Take a Walk With Diabetes

Hi, I am Dr. Milind Pimprikar and you are listening to fighting fit Fridays with Dr. Pimprikar. Last episode we talked about accepting your disease as your friend. And today we are going to take this dear friend Diabetes, for a walk. When we go for a stroll with your friend one normally wraps a hand around the shoulder which indicates intimacy. Sometimes you tightly hold the hand of your friend to embark a feeling of oneness in two souls. Here your friend is staying inside you. You are in sync with it so having held its hand in hand. And we are going to discuss how we could proactively co-exist in this relationship with our friend.

Diabetes is one of the best friends one can have….one might label this as a very weird statement but yes! It is a fact. In the walk of life, you come across so many people who walk only a few steps with you, some hold your hand walk for a little longer, some a little longer and you part ways…. this goes on and on and on, so on and so forth. But this friend Diabetes is not going to leave you alone. It is going to stay with you in all your highs and lows of life.

Now imagine you have gotten someone who is going to stay with you till the time you are living, and this faithful friend is going to lay dead the moment you stop to exist. Wow! that sounds great! In today’s materialistic world there is somebody who is going to stick around with you for ever…so why not discuss the whole issue with your best friend over a walk and settle on a note of proactive co-existence?

To achieve this, you need to understand your friend. As we all know our friends so well, we can predict their responses to small things. We are aware of their likes/dislikes, their preferences, their flaws, their strengths and their nuiscence value also.  So, we must understand this new friend. Let us understand what diabetes all is about.

We all know that diabetes means having a higher blood sugar level than the normal. Here it is important to understand the sequence of events occurring in the body which causes the sugars to rise.

  1. When you eat food, it gets broken down in the stomach. The food then travels from your stomach into your intestine.
  2. Some of the food that you eat gets broken down into glucose (sugar) and then goes into your blood.
  3. The increase in blood sugar in your blood triggers the pancreas to release insulin.
  4. Insulin helps to move the sugar from the blood into the cells of your body. The insulin acts like a key to let the sugar into the cells of the body. The cells need sugar for energy.
  5. When there is too much sugar, it is stored in the liver or changed into fat. The liver releases some of the sugar into your blood when you are sleeping. In people with insulin resistance, cells don’t respond to insulin as well as they should, and blood sugar has more trouble entering the cells.
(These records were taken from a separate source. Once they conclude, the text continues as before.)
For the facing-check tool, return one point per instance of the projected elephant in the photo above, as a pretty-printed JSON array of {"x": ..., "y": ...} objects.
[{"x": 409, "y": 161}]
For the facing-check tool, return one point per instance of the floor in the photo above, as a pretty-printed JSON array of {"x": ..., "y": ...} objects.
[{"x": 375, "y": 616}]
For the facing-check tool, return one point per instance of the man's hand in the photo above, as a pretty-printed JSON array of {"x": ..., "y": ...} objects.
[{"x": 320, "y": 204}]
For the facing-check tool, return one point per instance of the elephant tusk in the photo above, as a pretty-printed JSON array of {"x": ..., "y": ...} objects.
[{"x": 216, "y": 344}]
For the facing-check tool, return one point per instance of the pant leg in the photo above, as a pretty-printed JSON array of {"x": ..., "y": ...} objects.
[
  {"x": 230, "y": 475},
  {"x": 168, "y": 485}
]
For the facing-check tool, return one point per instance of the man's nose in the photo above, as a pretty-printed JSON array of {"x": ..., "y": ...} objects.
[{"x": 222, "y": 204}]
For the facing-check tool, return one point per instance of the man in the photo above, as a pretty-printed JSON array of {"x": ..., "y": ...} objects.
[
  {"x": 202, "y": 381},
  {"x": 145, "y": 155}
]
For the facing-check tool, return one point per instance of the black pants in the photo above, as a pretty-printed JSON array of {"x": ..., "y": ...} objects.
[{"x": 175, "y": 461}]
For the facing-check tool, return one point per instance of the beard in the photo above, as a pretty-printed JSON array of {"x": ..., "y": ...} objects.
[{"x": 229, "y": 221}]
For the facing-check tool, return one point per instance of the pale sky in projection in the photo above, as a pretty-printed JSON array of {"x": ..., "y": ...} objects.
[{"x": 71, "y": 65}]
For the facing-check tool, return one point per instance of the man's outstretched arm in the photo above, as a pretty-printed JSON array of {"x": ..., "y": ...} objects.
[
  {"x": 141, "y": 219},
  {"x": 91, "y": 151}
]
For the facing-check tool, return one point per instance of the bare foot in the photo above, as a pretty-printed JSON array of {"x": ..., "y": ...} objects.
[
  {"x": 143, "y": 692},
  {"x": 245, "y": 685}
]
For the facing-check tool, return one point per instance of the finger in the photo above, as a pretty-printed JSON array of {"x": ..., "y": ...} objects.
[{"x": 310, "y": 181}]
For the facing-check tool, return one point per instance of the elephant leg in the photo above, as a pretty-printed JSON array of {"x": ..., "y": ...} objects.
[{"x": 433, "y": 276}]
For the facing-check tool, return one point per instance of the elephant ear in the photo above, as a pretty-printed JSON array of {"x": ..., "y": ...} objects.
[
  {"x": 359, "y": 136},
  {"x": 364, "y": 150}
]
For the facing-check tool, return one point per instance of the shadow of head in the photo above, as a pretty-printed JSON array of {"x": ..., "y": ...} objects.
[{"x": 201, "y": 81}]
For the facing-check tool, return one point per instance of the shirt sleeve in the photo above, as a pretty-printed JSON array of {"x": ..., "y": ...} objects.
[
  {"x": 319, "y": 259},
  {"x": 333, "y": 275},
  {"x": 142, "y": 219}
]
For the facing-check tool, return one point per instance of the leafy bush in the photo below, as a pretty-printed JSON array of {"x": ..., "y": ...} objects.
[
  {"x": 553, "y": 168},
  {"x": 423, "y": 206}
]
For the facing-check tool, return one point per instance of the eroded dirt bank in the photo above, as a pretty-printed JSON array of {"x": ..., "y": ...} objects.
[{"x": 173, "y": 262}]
The pancreas reacts by producing more and more insulin to help sugar get into the cells.

The pancreas can only produce extra insulin for a certain length of time, and then it tires out or cannot keep up to the demand. It is at this point; the blood sugar levels start to rise.
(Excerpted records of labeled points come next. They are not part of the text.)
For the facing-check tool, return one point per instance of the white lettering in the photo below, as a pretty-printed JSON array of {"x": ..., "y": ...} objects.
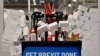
[{"x": 69, "y": 54}]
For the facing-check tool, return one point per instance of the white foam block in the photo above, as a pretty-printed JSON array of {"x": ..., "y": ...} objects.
[
  {"x": 53, "y": 27},
  {"x": 42, "y": 28},
  {"x": 25, "y": 30},
  {"x": 82, "y": 8},
  {"x": 64, "y": 23}
]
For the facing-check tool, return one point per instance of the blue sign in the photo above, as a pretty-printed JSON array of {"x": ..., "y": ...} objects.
[{"x": 51, "y": 51}]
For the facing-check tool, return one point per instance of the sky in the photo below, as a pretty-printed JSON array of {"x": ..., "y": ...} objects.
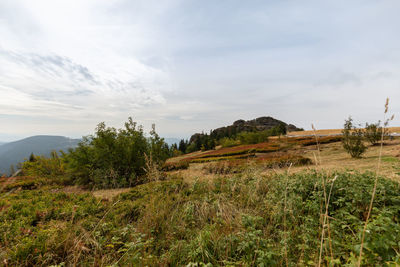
[{"x": 191, "y": 66}]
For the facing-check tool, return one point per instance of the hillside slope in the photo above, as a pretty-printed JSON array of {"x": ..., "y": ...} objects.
[{"x": 14, "y": 152}]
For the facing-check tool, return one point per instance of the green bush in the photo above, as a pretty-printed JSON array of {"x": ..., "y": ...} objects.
[
  {"x": 373, "y": 132},
  {"x": 353, "y": 139},
  {"x": 115, "y": 158}
]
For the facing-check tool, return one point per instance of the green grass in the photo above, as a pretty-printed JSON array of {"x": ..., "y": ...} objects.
[{"x": 236, "y": 221}]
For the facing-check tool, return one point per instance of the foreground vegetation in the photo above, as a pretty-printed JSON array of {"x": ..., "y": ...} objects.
[{"x": 245, "y": 219}]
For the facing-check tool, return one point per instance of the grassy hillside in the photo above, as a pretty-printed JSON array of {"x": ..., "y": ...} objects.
[{"x": 231, "y": 212}]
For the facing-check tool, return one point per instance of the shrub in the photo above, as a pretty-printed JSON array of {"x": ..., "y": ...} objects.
[
  {"x": 373, "y": 132},
  {"x": 353, "y": 139},
  {"x": 115, "y": 158}
]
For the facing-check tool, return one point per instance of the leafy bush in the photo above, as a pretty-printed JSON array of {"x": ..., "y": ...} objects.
[
  {"x": 115, "y": 158},
  {"x": 353, "y": 139},
  {"x": 373, "y": 132}
]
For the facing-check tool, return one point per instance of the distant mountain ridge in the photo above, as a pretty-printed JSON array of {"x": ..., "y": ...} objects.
[
  {"x": 258, "y": 124},
  {"x": 14, "y": 152}
]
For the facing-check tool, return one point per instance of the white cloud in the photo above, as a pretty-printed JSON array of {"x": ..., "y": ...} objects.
[{"x": 191, "y": 66}]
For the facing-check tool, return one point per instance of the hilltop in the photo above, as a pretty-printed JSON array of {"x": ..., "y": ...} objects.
[{"x": 255, "y": 125}]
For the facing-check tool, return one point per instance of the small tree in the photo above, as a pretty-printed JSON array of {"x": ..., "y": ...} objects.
[
  {"x": 353, "y": 139},
  {"x": 373, "y": 132}
]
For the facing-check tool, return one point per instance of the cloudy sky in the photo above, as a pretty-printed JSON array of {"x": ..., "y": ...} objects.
[{"x": 190, "y": 66}]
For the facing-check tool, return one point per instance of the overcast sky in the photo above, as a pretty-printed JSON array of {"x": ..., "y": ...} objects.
[{"x": 189, "y": 66}]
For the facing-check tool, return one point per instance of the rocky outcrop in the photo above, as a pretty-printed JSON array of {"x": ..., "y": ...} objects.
[{"x": 259, "y": 124}]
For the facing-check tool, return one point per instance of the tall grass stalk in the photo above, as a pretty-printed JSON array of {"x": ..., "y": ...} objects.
[
  {"x": 375, "y": 183},
  {"x": 284, "y": 214},
  {"x": 327, "y": 199}
]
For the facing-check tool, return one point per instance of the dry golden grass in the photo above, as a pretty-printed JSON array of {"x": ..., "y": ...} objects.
[
  {"x": 333, "y": 158},
  {"x": 332, "y": 132}
]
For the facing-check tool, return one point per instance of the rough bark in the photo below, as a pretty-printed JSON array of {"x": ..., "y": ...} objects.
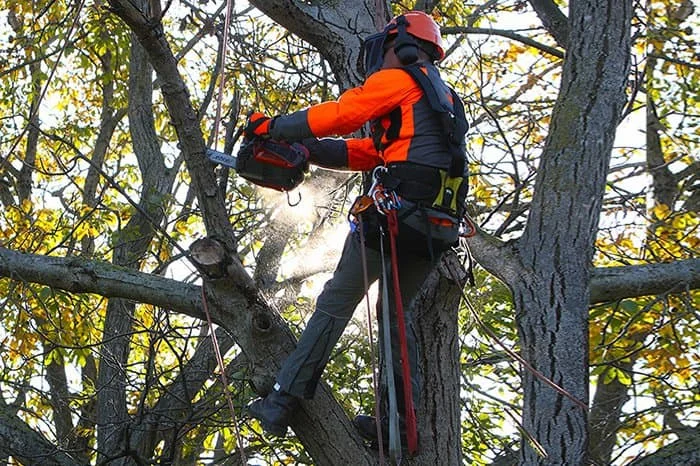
[
  {"x": 556, "y": 22},
  {"x": 552, "y": 293},
  {"x": 439, "y": 413}
]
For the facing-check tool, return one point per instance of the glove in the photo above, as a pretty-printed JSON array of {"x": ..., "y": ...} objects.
[{"x": 258, "y": 125}]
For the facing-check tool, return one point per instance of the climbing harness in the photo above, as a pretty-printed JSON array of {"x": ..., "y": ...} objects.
[
  {"x": 375, "y": 382},
  {"x": 386, "y": 202}
]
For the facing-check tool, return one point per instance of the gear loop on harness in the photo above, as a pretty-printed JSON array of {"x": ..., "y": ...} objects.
[{"x": 385, "y": 200}]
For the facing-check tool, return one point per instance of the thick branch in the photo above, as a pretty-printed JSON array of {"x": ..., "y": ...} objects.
[
  {"x": 614, "y": 283},
  {"x": 83, "y": 276},
  {"x": 553, "y": 20}
]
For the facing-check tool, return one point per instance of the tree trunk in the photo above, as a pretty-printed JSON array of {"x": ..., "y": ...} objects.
[
  {"x": 552, "y": 293},
  {"x": 439, "y": 420}
]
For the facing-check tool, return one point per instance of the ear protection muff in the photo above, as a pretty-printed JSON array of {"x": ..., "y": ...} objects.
[{"x": 405, "y": 47}]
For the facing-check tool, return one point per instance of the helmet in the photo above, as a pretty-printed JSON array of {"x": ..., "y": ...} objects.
[
  {"x": 405, "y": 29},
  {"x": 419, "y": 25}
]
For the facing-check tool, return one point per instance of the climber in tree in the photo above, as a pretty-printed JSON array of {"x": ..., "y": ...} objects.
[{"x": 417, "y": 126}]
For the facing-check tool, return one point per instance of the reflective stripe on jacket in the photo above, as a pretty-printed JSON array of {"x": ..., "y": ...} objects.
[{"x": 389, "y": 94}]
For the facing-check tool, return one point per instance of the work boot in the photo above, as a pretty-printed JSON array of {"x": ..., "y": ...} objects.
[
  {"x": 274, "y": 411},
  {"x": 367, "y": 428}
]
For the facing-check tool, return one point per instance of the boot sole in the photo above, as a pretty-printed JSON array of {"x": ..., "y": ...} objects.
[{"x": 269, "y": 427}]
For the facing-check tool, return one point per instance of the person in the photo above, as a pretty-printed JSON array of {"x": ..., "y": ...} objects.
[{"x": 417, "y": 129}]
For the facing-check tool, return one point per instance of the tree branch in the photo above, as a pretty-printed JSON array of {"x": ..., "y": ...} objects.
[
  {"x": 615, "y": 283},
  {"x": 553, "y": 20}
]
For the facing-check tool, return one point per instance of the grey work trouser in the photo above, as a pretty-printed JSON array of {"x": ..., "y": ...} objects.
[{"x": 302, "y": 370}]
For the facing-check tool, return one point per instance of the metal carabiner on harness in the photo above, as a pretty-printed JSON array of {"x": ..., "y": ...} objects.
[{"x": 384, "y": 199}]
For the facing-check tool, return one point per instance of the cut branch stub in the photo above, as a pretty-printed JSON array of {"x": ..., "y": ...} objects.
[{"x": 210, "y": 257}]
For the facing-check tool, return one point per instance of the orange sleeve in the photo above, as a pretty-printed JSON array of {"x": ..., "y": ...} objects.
[
  {"x": 362, "y": 155},
  {"x": 382, "y": 92}
]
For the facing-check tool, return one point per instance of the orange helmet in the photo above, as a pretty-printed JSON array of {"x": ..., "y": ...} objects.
[
  {"x": 403, "y": 30},
  {"x": 421, "y": 26}
]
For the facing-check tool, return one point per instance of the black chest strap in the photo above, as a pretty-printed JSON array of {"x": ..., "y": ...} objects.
[{"x": 452, "y": 115}]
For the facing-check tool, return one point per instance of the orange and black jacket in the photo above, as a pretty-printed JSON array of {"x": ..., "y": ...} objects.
[{"x": 404, "y": 127}]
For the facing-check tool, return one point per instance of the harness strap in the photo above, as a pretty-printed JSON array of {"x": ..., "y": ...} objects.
[
  {"x": 452, "y": 115},
  {"x": 409, "y": 414},
  {"x": 375, "y": 384},
  {"x": 394, "y": 432}
]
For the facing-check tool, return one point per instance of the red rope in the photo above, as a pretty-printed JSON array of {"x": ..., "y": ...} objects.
[
  {"x": 224, "y": 379},
  {"x": 375, "y": 381},
  {"x": 410, "y": 414}
]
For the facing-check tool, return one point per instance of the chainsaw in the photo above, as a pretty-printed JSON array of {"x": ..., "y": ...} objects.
[{"x": 268, "y": 163}]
Now what we have understood is cells need energy to work, energy is supplied by glucose, glucose from blood is pushed into cells by insulin and when this does not happen it causes insulin resistance.
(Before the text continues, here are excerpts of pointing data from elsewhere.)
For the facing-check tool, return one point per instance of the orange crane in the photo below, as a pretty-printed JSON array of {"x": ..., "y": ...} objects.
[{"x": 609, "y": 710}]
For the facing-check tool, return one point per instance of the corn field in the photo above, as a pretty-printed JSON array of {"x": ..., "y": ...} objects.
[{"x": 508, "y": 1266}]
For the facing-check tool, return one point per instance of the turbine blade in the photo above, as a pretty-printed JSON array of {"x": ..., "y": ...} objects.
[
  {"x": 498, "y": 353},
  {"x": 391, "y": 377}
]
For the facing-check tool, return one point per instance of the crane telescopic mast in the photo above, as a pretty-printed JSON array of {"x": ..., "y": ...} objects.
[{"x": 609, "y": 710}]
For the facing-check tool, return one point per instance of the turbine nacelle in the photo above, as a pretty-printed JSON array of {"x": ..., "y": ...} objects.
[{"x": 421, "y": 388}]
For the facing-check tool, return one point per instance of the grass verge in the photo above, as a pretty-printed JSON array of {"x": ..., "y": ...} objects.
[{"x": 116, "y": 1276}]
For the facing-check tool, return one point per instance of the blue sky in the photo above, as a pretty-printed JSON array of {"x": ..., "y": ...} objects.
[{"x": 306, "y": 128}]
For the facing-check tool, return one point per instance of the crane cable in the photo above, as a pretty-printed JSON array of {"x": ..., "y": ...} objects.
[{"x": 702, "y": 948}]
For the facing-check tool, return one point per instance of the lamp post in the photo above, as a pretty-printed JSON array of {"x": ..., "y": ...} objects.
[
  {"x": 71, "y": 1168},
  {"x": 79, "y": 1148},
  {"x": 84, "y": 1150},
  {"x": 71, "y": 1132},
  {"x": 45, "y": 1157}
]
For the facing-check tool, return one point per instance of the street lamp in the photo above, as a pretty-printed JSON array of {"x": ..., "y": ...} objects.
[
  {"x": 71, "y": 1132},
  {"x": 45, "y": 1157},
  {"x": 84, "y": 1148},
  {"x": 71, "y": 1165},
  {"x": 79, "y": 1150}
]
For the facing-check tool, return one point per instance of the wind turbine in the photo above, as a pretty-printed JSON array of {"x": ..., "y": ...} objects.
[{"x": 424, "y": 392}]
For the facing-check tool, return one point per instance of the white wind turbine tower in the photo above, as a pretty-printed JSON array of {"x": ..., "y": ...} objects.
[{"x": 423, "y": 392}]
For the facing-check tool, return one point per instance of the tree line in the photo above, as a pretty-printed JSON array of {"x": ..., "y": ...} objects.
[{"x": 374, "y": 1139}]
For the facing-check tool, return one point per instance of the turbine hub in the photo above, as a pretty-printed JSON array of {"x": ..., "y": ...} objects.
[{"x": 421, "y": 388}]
Jor lagake haishya- The concept is to push this sugar into the cells with all your mighty effort to have a better blood glucose control and this can be achieved by taking a first step towards exercise………this first step then becomes 2,3,4,5 .and then a walk. So as to say take a walk. Keep walking, take your fried for a walk to come to the terms with it.

Regular walk with your friend

Walking is an aerobic activity which improves your cardiac endurance as well as puts your muscles to work. Theses contracting muscles by a different mechanism other than insulin enhances pushing of blood sugar into the cells.

Resistance/weight training –

Graduated weight training increases the muscle contractility and causes the same effect. One needs to understand that these exercises are meant to be with low weights and higher number of repetitions.

Ideally- to gain benefits one must exercise for minimum 3 days a week. Gradually should be increased to 6 days a week with a rest day. Starting with about 30 min per day excluding the warmup and stretching should be increased to 60 min.

The distribution of aerobic training to resistance training should be 4:2 meaning 4 days of cardio and 2 days of resistance training.

This will help you.

  1. Better sugar controls
  2. Good emotional state
  3. Better HbA1c levels
  4. Control your blood pressure
  5. Will reduce the dose of anti-diabetic agents

To conclude your friend diabetes has come to stay with you for ever. Entertain him by taking for a walk every day, negotiate the benefits of walking with your dear friend, get motivated, start walking, convert them to long walks and if you are otherwise fit, convert to light jogs, increase the number of steps every day, follow a routine…. most importantly exercise on regular basis. This, I am sure you would do for your friend to keep him happy and you FIGHTING FIT.

If you fail in your duties towards your friend, he is going to trouble you with complications. So be in a perfect friendly bond with your best friend, for you to be, yes! FIT, FITTER AND FIGHTING FIT.